Mularkey wants Mariota to run

AP

The Titans have a young, potential franchise quarterback who has a high degree of mobility. But there’s a sense the Titans don’t want him to use those skills.

His new head coach anticipates that Mariota will use those abilities, to an extent.

“[M]y first time as a coordinator was in Pittsburgh with Kordell Stewart, and we were very good with him running the football,” coach Mike Mularkey said during a Monday visit to PFT Live on NBC Sports Radio and NBCSN. “Designed runs for the quarterback, and my feelings are he can protect himself much better running the football than he can standing in the pocket, and you’ve seen it over time. We’re not going to run him like they run Cam Newton with some of these designed counter plays and things up the middle that are gonna expose him by any means, but I think he’s such a threat in the run game for defenses. It just gives you an advantage. The playing surface is evened; they don’t have an extra guy in the box. There is no extra guy when you have a quarterback like Marcus who can, and we saw it last year, go eighty yards if he has to, to be effective in the run game.”

Mariota’s on-field persona is complemented by an off-field demeanor that is quiet, almost shy. Mularkey said that, when it’s time to play, Mariota changes.

“Well, that’s the way he comes across, but I think you get a different impression when you watch him, when you’re there with him on the field and on the sideline even prior to drives,” Mularkey said. “He’s very competitive, he’s much more vocal. I really didn’t even know how vocal he was until I got a clip of him when he was mic’d for a game. I didn’t really realize how he was in the huddle. I mean, it was amazing to hear his leadership ability and the communication skills and what he’s trying to get out of the guys. Again, he doesn’t come across that way in an environment outside of football but in the huddle, on the sideline, and at practice he speaks his mind when he needs to. You know, he’s like a coach that doesn’t say a whole lot, but when he does say something you better be listening to it.”

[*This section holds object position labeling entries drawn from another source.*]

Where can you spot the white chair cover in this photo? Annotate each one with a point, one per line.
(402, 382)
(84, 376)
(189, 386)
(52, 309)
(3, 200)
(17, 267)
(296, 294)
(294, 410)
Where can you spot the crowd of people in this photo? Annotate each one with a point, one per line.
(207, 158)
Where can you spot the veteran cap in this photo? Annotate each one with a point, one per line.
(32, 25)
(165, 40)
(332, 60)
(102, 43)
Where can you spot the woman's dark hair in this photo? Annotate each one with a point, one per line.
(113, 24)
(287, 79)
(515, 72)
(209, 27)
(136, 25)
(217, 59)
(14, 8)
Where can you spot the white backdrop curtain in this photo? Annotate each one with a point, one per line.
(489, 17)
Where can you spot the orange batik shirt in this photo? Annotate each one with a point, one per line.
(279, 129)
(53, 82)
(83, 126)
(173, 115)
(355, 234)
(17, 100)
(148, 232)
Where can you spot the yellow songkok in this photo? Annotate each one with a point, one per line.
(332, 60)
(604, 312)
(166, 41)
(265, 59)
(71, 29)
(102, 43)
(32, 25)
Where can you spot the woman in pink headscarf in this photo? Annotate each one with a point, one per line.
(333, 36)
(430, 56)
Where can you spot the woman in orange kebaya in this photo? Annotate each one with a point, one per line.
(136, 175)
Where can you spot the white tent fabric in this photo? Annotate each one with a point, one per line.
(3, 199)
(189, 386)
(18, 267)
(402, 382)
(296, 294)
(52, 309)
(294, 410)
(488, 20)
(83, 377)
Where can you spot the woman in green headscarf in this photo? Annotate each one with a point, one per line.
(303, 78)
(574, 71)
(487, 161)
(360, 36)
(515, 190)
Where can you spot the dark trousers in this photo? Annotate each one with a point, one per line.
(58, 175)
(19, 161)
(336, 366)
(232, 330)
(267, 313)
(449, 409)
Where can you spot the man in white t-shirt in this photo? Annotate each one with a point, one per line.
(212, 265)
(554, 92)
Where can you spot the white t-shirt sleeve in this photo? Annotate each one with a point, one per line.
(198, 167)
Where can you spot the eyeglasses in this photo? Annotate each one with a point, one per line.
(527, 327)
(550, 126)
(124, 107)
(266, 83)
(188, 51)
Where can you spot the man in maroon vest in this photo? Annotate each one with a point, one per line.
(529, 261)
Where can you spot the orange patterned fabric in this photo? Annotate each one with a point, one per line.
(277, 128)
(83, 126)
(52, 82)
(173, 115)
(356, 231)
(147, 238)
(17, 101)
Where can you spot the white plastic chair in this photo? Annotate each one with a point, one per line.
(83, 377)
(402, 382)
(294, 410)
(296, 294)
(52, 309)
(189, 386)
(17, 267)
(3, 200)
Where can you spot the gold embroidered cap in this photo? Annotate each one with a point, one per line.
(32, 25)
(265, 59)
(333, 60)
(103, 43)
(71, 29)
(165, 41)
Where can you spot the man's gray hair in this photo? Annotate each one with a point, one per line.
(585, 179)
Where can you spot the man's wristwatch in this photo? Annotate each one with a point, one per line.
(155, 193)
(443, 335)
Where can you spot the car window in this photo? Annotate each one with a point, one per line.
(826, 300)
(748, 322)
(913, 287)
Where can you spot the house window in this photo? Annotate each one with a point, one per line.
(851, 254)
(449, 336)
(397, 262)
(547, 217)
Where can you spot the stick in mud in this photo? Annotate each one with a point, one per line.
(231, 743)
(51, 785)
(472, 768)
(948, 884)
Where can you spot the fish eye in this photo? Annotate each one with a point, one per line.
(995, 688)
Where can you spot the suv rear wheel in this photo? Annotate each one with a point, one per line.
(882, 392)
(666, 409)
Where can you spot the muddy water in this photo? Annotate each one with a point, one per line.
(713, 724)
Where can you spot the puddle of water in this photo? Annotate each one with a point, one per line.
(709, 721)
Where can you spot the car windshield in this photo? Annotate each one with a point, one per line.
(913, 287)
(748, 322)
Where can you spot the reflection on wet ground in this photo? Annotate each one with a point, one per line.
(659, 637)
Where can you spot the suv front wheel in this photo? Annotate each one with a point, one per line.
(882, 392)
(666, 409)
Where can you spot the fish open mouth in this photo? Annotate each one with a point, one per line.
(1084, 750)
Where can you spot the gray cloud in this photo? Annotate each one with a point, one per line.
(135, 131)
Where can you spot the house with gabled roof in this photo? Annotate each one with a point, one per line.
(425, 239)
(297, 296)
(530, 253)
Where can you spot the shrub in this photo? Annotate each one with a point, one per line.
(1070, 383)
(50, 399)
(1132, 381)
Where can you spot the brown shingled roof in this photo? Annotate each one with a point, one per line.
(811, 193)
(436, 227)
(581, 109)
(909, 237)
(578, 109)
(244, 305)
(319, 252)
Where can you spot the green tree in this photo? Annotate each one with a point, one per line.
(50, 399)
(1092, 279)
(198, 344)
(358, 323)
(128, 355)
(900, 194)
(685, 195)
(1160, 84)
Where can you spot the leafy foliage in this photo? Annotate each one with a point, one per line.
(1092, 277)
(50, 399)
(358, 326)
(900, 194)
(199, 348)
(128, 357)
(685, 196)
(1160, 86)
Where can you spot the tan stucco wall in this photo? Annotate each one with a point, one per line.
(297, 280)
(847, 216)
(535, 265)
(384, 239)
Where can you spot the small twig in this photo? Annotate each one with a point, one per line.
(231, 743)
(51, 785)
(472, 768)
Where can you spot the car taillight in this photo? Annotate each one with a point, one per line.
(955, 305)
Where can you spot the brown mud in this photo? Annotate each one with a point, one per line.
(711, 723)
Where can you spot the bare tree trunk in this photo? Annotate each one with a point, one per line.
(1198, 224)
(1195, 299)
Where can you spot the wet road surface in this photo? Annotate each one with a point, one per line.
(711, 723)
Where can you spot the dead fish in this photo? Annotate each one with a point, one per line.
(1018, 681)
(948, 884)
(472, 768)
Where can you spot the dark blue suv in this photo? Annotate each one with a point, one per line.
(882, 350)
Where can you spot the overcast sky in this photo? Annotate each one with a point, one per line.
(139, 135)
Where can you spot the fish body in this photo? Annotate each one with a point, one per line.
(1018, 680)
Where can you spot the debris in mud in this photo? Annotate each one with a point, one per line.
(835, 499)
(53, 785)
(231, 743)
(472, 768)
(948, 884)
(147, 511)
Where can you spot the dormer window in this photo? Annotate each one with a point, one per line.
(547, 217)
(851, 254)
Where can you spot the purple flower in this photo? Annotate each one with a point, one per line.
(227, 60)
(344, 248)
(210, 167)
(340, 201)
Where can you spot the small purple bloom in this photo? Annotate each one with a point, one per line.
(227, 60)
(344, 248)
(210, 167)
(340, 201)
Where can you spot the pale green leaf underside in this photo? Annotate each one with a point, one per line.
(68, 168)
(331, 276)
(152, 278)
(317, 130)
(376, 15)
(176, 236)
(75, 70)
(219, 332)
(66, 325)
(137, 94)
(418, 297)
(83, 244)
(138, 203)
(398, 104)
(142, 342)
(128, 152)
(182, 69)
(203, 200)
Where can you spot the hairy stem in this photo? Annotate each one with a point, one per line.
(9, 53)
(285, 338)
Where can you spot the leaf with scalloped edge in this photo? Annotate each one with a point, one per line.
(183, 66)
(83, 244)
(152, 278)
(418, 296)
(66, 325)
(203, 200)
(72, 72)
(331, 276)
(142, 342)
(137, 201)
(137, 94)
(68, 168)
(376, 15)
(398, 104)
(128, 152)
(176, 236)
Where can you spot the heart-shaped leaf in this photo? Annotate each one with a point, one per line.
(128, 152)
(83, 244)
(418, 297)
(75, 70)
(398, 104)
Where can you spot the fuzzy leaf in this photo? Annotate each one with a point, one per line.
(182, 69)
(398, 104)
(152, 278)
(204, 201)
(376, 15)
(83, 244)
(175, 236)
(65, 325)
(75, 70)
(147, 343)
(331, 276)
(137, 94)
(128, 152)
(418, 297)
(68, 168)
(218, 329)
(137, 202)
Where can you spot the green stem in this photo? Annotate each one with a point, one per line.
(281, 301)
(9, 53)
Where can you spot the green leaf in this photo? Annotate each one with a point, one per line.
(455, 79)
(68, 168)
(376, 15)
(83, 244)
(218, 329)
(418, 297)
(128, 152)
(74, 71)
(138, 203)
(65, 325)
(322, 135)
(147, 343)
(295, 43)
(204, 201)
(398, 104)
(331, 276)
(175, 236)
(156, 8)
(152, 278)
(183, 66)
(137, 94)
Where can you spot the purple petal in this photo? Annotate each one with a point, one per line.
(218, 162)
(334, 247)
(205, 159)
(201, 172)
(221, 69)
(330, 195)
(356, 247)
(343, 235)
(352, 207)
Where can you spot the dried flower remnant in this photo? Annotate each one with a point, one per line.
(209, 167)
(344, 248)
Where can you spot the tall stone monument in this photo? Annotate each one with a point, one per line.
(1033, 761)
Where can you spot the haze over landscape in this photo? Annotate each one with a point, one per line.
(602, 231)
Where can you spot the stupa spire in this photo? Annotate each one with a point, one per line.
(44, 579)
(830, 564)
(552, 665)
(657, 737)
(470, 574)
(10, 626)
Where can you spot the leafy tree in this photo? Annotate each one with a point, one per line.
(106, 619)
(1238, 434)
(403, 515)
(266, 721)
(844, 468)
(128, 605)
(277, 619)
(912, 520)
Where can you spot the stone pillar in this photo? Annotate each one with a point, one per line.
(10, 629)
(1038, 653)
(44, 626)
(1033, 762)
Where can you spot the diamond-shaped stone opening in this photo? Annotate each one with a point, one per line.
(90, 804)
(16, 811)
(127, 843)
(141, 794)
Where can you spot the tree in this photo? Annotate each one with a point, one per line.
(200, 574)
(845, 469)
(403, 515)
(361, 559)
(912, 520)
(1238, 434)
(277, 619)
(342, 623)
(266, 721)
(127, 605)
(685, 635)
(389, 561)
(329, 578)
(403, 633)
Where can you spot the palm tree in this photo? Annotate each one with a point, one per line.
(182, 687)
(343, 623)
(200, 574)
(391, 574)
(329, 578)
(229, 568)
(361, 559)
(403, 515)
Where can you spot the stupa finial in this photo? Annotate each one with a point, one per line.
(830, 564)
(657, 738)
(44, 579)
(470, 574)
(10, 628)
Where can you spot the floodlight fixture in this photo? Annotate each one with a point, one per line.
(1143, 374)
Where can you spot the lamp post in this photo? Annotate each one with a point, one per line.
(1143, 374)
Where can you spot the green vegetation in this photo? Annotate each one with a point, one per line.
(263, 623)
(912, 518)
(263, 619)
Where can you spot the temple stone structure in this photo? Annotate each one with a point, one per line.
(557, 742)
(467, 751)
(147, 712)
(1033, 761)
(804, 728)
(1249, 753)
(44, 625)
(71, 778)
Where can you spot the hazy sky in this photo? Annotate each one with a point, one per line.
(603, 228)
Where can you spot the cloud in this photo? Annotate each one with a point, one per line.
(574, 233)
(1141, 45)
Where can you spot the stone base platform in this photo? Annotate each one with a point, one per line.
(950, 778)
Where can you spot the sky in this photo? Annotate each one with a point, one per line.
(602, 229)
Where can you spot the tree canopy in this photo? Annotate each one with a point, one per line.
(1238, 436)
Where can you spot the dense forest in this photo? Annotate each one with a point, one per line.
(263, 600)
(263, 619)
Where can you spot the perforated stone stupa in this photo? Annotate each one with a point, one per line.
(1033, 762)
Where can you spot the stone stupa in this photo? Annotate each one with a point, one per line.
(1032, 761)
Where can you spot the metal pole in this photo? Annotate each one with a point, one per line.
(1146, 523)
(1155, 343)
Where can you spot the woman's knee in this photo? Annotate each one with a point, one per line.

If you listened to Mariota on the show during Super Bowl week, you heard him apply a letter grade of C to his performance as a rookie. Mularkey was a little more charitable.

“I would probably give him a B and a plus for going through a lot of things in a rookie season including the head coaching change right in the middle of it, he had to endure that,” Mularkey said. “Some injuries that he sustained early on in the season and just a bunch of things went on for him to have to overcome, and I thought he did an unbelievable job of handling all of it.”

He definitely did. If Mariota hopes to get an A, the challenge becomes finding a way to do even more in what should be a more stable and effective season.

11 responses to “Mularkey wants Mariota to run

  1. He will be ok. Split the run and throw. Keep them thinking. Just watch tape of Big John Football.

  2. Mularkey is only saying this to put a bug in his opponents’ ears. This will make defensive coordinators lose sleep. That doesn’t mean he’s going to force Mariota to stand in the pocket like a statue and get his brains beat out either. He’ll let his QBs move around just enough to make the defenses cover the entire field. The reality is that Mularkey is stepping into a situation where he inherited a great young QB, and he’s just along for the ride. He’s one lucky coach. In a few years we’ll be calling him a genius.

  3. Mariota should run more. Bowl over some of those line backers, and safeties running full speed towards him.
    What could go wrong ? He has pads, I can’t imaging him getting hurt by Cam Chancellor or Luke Kuechley or anyone like that.
    Other than Mariota, Tyrod Taylor, RG3, geno Smith, Ryan Fitzpatrick, which QB in the last few years got hurt by running? (OK, maybe I’m overlooking a half dozen more).

    Also – defensive players know not to hit a running QB hard, they will hold up, right?

    In all seriousness, the threat of a running QB, forcing the defense to keep a spy can yield benefits. But running eventually = injury. Do it only as a last resort, like converting on 3rd and 10 like manning and Brady did in the playoffs.

  4. Too bad for this guy. He’s no Russell Wilson. Russell came close to getting himself hurt a couple times last season, I suspect Mariota will try putting a game on his shoulders this year and BAM! just like that we’ll be looking at the Titan’s depth.

  5. Wow. The HC didn’t even know how his QB was in the huddle until he heard some audio. Good luck Titans fans.

  6. He seemed to be pretty smart when he ran last season – he was always sliding or going out of bounds to avoid the hit. As long as he can keep doing that, he can run some more. Just don’t end up like Jake Locker.